Abstract

Wilhelm (William) von Humboldt (1767–1835) was a major European figure of the Napoleonic era. The son of a Prussian aristocrat and his wife of French Huguenot descent, the elder brother of the explorer and natural scientist Alexander von Humboldt, and friend of Goethe and Schiller, Humboldt enjoyed a long period of independent study and travel before entering civil service at the age of 32. As a diplomat, he was appointed Ambassador to the Vatican, Vienna and London, and represented Prussia at the Congress of Vienna in 1814. As Undersecretary of State for Education, he inspired the Berlin University that now bears his name. In 1819, his liberal ideas ultimately resulted in conflict with Chancellor Hardenberg. He resigned from office at the age of 52 to retire to his manor in Tegel, and pursue his pioneering scholarly work in linguistics and philology. Humboldt's publications extend to 17 volumes and include writings on politics, education, philosophy, linguistics and literature, as well as diaries, poems and correspondence. However, he gained fame among the general public (and especially feminine readers) through the letters he wrote, mostly after 1822, to his lady friend Charlotte Diede (1769–1846), with whom he had had a brief platonic love affair in his youth and whom he supported financially for 20 years. In these letters (first published in censored form in 1847 and re-edited in their complete form in 1909 by Albert Leitzmann), Humboldt minutely described the progressive appearance and worsening of symptoms of his illness, now known as Parkinson's disease, including alterations in his handwriting, clumsiness in writing and performing fine movements, weakness, tremulousness, slowness, “inner vibrations of the nerves” distorting the continuity of movement, and curbed posture and gait.
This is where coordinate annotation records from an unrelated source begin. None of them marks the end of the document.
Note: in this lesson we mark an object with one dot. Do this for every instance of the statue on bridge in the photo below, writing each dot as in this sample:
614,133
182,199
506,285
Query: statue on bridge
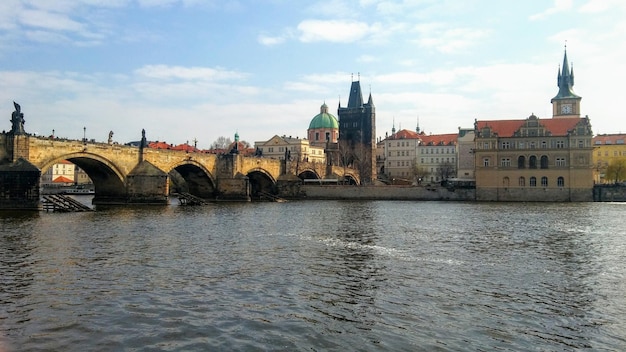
17,120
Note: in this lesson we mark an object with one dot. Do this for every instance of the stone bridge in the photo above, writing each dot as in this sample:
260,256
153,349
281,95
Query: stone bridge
124,174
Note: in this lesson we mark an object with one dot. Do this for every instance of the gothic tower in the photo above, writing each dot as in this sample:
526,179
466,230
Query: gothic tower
565,103
357,131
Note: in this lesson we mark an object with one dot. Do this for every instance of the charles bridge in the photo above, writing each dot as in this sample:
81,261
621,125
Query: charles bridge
125,174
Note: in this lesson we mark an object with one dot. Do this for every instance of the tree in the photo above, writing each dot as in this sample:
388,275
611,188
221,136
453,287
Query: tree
419,173
344,153
446,170
221,143
616,171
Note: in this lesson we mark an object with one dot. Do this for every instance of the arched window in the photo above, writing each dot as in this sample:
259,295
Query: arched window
532,162
544,162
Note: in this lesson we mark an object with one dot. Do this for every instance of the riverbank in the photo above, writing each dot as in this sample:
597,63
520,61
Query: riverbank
338,192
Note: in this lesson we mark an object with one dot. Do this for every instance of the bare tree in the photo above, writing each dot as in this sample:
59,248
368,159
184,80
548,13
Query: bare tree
616,171
419,172
362,160
446,170
344,153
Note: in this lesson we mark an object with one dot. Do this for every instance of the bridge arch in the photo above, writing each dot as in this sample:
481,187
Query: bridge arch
109,182
192,177
261,182
309,174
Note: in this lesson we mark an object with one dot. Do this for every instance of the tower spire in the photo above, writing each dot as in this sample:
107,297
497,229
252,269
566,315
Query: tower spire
565,79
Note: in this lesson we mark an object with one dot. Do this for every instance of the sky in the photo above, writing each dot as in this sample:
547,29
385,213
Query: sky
196,70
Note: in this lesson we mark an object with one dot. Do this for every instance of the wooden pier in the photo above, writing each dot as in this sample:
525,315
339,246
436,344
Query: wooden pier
61,203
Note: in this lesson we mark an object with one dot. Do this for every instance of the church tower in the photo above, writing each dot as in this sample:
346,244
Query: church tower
357,129
565,103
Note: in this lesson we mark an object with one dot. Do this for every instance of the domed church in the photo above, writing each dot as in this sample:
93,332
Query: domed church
323,127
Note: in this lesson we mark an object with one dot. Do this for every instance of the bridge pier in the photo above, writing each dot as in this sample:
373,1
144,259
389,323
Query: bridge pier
147,184
19,186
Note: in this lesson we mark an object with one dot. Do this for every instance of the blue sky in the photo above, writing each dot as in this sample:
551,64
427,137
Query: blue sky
193,69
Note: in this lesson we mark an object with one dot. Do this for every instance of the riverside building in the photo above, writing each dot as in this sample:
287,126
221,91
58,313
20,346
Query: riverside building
536,159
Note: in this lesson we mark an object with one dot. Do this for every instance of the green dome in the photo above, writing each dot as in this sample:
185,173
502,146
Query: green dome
324,120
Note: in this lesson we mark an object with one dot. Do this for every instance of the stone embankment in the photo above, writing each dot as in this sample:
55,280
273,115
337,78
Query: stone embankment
386,193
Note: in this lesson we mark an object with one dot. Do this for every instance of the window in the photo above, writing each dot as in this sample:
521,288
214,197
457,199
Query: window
544,162
532,162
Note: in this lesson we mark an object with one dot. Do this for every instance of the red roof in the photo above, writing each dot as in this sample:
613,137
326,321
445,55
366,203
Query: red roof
609,139
507,128
63,179
405,134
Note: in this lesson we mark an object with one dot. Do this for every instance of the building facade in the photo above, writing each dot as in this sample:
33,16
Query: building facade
357,133
292,148
537,159
609,158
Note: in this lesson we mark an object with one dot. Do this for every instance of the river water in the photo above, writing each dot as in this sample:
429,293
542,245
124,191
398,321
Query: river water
316,276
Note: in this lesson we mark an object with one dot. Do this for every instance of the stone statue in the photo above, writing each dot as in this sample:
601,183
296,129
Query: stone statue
17,120
144,142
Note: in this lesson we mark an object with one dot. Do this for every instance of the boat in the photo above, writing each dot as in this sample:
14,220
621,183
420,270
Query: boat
78,191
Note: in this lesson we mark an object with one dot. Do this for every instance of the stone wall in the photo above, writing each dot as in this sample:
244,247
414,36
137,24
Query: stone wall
386,193
537,194
609,193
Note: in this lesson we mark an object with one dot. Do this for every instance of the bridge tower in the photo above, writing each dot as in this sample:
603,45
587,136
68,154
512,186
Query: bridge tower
19,179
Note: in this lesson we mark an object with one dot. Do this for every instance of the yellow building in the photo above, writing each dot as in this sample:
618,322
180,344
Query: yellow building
293,148
608,149
537,159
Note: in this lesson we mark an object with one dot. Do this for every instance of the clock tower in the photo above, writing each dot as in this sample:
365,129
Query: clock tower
565,103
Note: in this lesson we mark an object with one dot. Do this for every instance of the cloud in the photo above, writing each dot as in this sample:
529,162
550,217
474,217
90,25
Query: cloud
559,6
164,72
269,40
440,37
332,31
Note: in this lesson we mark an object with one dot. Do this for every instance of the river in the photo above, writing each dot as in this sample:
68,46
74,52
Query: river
316,276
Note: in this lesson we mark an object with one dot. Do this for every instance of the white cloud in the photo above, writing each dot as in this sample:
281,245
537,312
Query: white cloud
442,38
559,6
332,31
164,72
269,40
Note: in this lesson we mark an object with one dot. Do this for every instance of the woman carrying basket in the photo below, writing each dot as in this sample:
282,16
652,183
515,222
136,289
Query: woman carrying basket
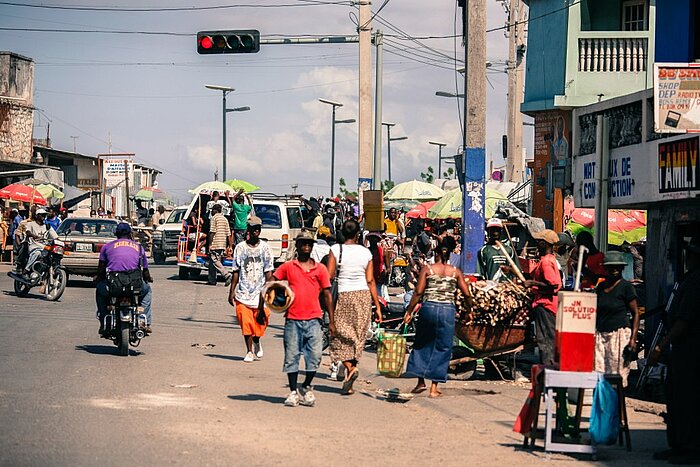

He also noted that the symptoms worsened when he was irritated or in a hurry. Cognition and mood were apparently unaffected. Humboldt's self-reports are generally in agreement with the observations of James Parkinson, which were unknown in Germany at the time, and complete them with fine descriptions of micrographia, dysdiadochokinesia, hypokinesia and rigidity. While at the beginning of his illness he attributed his symptoms to premature aging following the death of his wife Caroline von Dacheroden (in 1829), he subsequently came to consider a possible affection of the spinal cord.